Struggling for Air: The Politics of Resilience in a Maya K’iche’ Radio Station, 1959-2020
Date of Award
Spring 1-1-2025
Document Type
Dissertation
Degree Name
Doctor of Philosophy (PhD)
Department
History
First Advisor
Joseph, Gilbert
Abstract
Radio is cheap to operate and extends beyond real and imagined barriers, from mountains to national borders. In Guatemala, radio provided the only option for Native-language media before the advent of digital media, as television and newspapers were produced in the colonial language of Spanish. For Indigenous voices that had been excluded from mainstream media and national politics, radio supplies a novel platform of engagement where projects across the political spectrum, from women's rights to evangelical Christianity, can be explored publicly. Indigenous broadcasters' work often prioritizes community voices, alternative knowledges, and autonomy from structures of domination. Yet, there are many obstacles to producing Native-language media, depriving Indigenous communities of this essential resource. The dissertation documents this problem in the context of Guatemala, home to one of Latin America's largest Indigenous populations and one of the most homogenous, hostile mediascapes in the region. "Struggling for Air" analyzes practices of resilience at the oldest Maya K'ichi' radio station in Guatemala, La Voz de Nahualá/Nawal Estéreo, assessing how the Maya broadcasting team contended with and overcame complex - and many times life-and-death - situations.
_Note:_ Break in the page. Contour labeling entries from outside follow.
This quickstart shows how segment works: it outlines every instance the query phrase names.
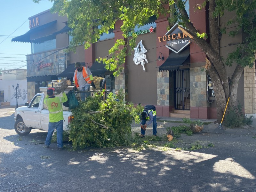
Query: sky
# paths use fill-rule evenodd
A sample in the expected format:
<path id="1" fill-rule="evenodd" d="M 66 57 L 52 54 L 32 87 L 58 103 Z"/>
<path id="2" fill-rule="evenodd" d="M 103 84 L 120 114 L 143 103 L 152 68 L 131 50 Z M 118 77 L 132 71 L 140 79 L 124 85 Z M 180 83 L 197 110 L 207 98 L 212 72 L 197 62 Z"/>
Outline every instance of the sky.
<path id="1" fill-rule="evenodd" d="M 28 18 L 51 8 L 53 3 L 42 0 L 0 0 L 0 69 L 27 68 L 26 55 L 31 44 L 12 42 L 12 39 L 29 30 Z"/>

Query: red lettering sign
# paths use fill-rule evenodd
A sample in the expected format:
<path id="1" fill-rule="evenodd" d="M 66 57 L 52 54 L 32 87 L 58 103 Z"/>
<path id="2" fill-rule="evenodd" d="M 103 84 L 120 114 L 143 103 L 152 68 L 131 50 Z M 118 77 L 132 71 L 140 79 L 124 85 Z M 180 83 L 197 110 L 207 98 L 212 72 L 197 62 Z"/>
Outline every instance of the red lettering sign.
<path id="1" fill-rule="evenodd" d="M 50 67 L 52 66 L 52 63 L 42 63 L 39 66 L 39 68 L 41 69 L 44 67 Z"/>

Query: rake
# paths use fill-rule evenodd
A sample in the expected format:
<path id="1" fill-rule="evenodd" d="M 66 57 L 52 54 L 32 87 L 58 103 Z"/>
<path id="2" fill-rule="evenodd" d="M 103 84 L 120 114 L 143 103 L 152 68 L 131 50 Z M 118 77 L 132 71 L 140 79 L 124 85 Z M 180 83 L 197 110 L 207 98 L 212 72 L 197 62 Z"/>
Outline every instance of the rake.
<path id="1" fill-rule="evenodd" d="M 221 120 L 221 122 L 220 122 L 220 126 L 217 127 L 216 129 L 219 129 L 220 128 L 220 129 L 221 130 L 221 129 L 223 129 L 223 128 L 222 127 L 222 125 L 221 125 L 221 124 L 222 124 L 222 122 L 223 121 L 223 119 L 224 118 L 224 116 L 225 115 L 225 113 L 226 112 L 226 109 L 227 109 L 227 107 L 228 107 L 228 101 L 229 100 L 229 98 L 228 98 L 228 102 L 227 102 L 227 105 L 226 105 L 226 108 L 225 108 L 225 110 L 224 111 L 224 114 L 223 114 L 223 116 L 222 117 L 222 120 Z"/>

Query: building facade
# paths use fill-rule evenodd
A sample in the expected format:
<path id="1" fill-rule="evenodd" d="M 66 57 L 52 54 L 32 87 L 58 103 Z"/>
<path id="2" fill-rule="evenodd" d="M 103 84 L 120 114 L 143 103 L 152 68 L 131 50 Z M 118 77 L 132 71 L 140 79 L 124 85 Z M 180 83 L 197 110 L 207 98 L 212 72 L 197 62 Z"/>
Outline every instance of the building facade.
<path id="1" fill-rule="evenodd" d="M 189 1 L 191 10 L 194 10 L 195 1 Z M 207 11 L 204 9 L 190 16 L 200 33 L 209 32 Z M 227 14 L 226 19 L 233 16 Z M 137 46 L 128 50 L 132 54 L 126 57 L 124 69 L 115 77 L 95 60 L 108 56 L 116 41 L 123 38 L 121 21 L 117 22 L 113 32 L 102 34 L 89 49 L 84 50 L 83 45 L 77 47 L 75 54 L 66 50 L 70 39 L 67 32 L 70 30 L 66 18 L 51 14 L 49 10 L 30 18 L 29 31 L 12 39 L 29 41 L 32 45 L 32 53 L 27 56 L 28 97 L 32 99 L 40 86 L 45 86 L 52 80 L 72 78 L 74 64 L 79 61 L 91 68 L 94 76 L 110 75 L 109 86 L 113 92 L 122 88 L 127 93 L 126 100 L 135 104 L 155 105 L 158 116 L 216 118 L 213 82 L 202 70 L 205 64 L 205 54 L 182 32 L 181 26 L 174 24 L 170 30 L 166 29 L 170 25 L 168 17 L 152 17 L 148 23 L 135 29 L 138 35 Z M 242 35 L 236 38 L 222 35 L 220 52 L 224 58 L 235 48 L 228 46 L 234 42 L 241 42 Z M 235 67 L 228 67 L 228 75 L 233 73 Z M 238 100 L 245 113 L 249 115 L 256 114 L 255 79 L 255 66 L 246 68 L 238 86 Z"/>

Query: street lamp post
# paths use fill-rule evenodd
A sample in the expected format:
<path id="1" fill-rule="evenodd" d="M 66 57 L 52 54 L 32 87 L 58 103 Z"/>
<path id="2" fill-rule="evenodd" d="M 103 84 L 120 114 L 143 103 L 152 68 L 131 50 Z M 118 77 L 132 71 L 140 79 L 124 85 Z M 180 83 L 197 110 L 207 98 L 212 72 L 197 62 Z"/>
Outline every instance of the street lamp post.
<path id="1" fill-rule="evenodd" d="M 19 84 L 17 84 L 17 85 L 16 85 L 16 87 L 14 88 L 14 85 L 12 85 L 12 87 L 14 89 L 16 90 L 16 108 L 15 108 L 15 109 L 17 109 L 18 108 L 18 94 L 17 93 L 17 89 L 18 89 L 18 88 L 19 88 Z"/>

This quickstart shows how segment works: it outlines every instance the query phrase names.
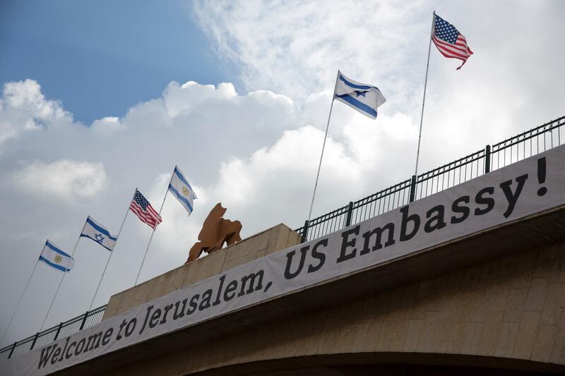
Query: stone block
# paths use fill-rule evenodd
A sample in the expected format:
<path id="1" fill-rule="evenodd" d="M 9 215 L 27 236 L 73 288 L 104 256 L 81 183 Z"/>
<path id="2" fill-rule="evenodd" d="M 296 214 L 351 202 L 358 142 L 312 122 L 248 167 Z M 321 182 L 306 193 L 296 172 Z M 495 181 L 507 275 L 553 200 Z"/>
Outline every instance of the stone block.
<path id="1" fill-rule="evenodd" d="M 500 327 L 500 334 L 496 344 L 496 356 L 511 358 L 514 350 L 520 322 L 503 322 Z"/>
<path id="2" fill-rule="evenodd" d="M 522 320 L 528 293 L 528 289 L 510 289 L 503 319 L 505 322 L 519 322 Z"/>
<path id="3" fill-rule="evenodd" d="M 547 277 L 534 277 L 528 291 L 524 309 L 527 311 L 541 311 L 545 302 L 549 279 Z"/>
<path id="4" fill-rule="evenodd" d="M 532 356 L 534 341 L 537 336 L 541 314 L 539 312 L 524 312 L 520 321 L 514 350 L 513 358 L 529 360 Z"/>
<path id="5" fill-rule="evenodd" d="M 558 336 L 563 336 L 563 330 L 557 325 L 540 325 L 530 360 L 536 362 L 549 362 Z M 565 361 L 565 359 L 563 359 Z"/>
<path id="6" fill-rule="evenodd" d="M 543 247 L 537 253 L 533 277 L 551 277 L 555 267 L 557 250 L 555 247 Z"/>

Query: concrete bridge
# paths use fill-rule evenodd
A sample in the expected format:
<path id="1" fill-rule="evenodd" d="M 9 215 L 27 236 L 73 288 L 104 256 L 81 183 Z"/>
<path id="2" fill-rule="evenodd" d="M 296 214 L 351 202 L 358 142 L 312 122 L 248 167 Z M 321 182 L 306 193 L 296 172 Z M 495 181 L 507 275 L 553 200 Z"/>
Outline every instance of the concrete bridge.
<path id="1" fill-rule="evenodd" d="M 565 208 L 540 212 L 61 373 L 564 372 L 564 239 Z M 112 296 L 105 320 L 299 241 L 275 226 Z"/>
<path id="2" fill-rule="evenodd" d="M 112 296 L 100 324 L 0 373 L 565 373 L 564 160 L 561 145 L 303 243 L 279 224 Z"/>

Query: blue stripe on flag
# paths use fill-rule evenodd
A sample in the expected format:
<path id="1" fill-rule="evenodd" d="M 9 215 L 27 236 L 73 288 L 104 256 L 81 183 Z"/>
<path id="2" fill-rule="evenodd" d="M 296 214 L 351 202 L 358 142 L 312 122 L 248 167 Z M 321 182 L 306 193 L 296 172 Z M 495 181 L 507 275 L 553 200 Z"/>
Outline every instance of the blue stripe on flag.
<path id="1" fill-rule="evenodd" d="M 109 248 L 108 247 L 107 247 L 106 245 L 105 245 L 104 244 L 102 244 L 100 241 L 97 241 L 96 239 L 95 239 L 94 238 L 93 238 L 90 235 L 87 235 L 85 234 L 81 234 L 81 236 L 82 236 L 83 238 L 88 238 L 89 239 L 92 239 L 94 241 L 95 241 L 96 243 L 97 243 L 98 244 L 100 244 L 100 245 L 102 245 L 102 247 L 104 247 L 105 248 L 106 248 L 107 250 L 109 250 L 110 252 L 112 252 L 112 250 L 111 250 L 110 248 Z"/>
<path id="2" fill-rule="evenodd" d="M 49 247 L 49 248 L 51 248 L 51 247 Z M 61 267 L 61 265 L 57 265 L 56 264 L 54 264 L 53 262 L 52 262 L 49 260 L 46 259 L 43 256 L 40 256 L 40 260 L 41 261 L 43 261 L 46 264 L 47 264 L 49 266 L 53 267 L 55 269 L 58 269 L 61 270 L 61 272 L 66 272 L 67 271 L 67 268 L 66 268 L 65 267 Z"/>
<path id="3" fill-rule="evenodd" d="M 362 102 L 358 101 L 357 99 L 355 99 L 353 97 L 348 94 L 344 94 L 343 95 L 335 95 L 336 97 L 342 99 L 351 104 L 352 106 L 358 108 L 363 112 L 367 112 L 372 115 L 374 117 L 376 117 L 376 110 L 374 108 L 367 106 Z"/>
<path id="4" fill-rule="evenodd" d="M 174 166 L 174 174 L 179 177 L 181 181 L 188 186 L 190 190 L 192 190 L 192 187 L 190 186 L 190 184 L 189 184 L 189 182 L 186 181 L 186 179 L 184 178 L 184 176 L 182 176 L 182 174 L 181 174 L 181 171 L 179 171 L 179 169 L 177 167 L 177 166 Z"/>
<path id="5" fill-rule="evenodd" d="M 114 241 L 116 241 L 117 240 L 117 238 L 113 238 L 112 236 L 112 235 L 110 235 L 110 233 L 108 232 L 108 230 L 107 230 L 106 229 L 104 229 L 103 227 L 100 227 L 100 226 L 98 226 L 97 224 L 94 223 L 93 221 L 91 221 L 90 218 L 87 218 L 86 219 L 86 222 L 88 224 L 90 224 L 90 226 L 92 226 L 93 227 L 94 227 L 95 229 L 96 229 L 98 231 L 98 232 L 100 232 L 100 233 L 105 234 L 106 236 L 107 236 L 110 239 L 113 240 Z M 81 234 L 81 235 L 82 236 L 82 234 Z"/>
<path id="6" fill-rule="evenodd" d="M 175 170 L 175 171 L 176 171 L 176 170 Z M 184 196 L 182 196 L 182 195 L 180 195 L 180 193 L 179 193 L 179 191 L 178 191 L 178 190 L 177 190 L 174 188 L 174 187 L 173 187 L 173 186 L 172 186 L 170 183 L 169 184 L 169 189 L 170 189 L 170 190 L 171 190 L 171 192 L 172 192 L 172 193 L 174 194 L 174 195 L 176 195 L 176 196 L 177 196 L 177 198 L 179 200 L 180 200 L 181 201 L 182 201 L 183 202 L 184 202 L 185 204 L 186 204 L 186 206 L 188 206 L 188 207 L 189 207 L 189 210 L 190 210 L 190 212 L 192 212 L 192 205 L 190 205 L 190 201 L 189 201 L 188 200 L 186 200 L 186 198 L 184 198 Z"/>
<path id="7" fill-rule="evenodd" d="M 364 89 L 364 90 L 376 89 L 377 90 L 379 90 L 379 87 L 376 86 L 369 86 L 368 85 L 357 85 L 353 83 L 350 83 L 347 80 L 345 80 L 342 75 L 340 75 L 340 80 L 343 81 L 347 86 L 351 86 L 352 87 L 355 87 L 355 89 Z"/>
<path id="8" fill-rule="evenodd" d="M 59 253 L 59 255 L 63 255 L 64 256 L 66 256 L 66 257 L 71 257 L 71 255 L 67 255 L 66 253 L 65 253 L 64 252 L 63 252 L 62 250 L 60 250 L 60 249 L 59 249 L 58 248 L 55 247 L 55 246 L 54 246 L 54 245 L 53 245 L 52 243 L 50 243 L 49 242 L 49 241 L 47 241 L 45 243 L 45 245 L 47 245 L 47 247 L 49 247 L 49 248 L 52 249 L 53 250 L 54 250 L 55 252 L 56 252 L 57 253 Z M 72 257 L 71 257 L 71 258 L 72 258 Z"/>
As Indigenous and community journalists fight to report information worldwide, this research presents a case where a team of Maya broadcasters have simultaneously worked through and narrated dangers, from genocide to migration, while encouraging local transformation in K’iche’, Kaqchikel, and Spanish since 1962. The project draws on extensive multi-sited archival research, participatory ethnography, and oral histories in Maya K’iche’ and Spanish.
Recommended Citation
Lauer, Polly, "Struggling for Air: The Politics of Resilience in a Maya K’iche’ Radio Station, 1959-2020" (2025). Yale Graduate School of Arts and Sciences Dissertations. 1577.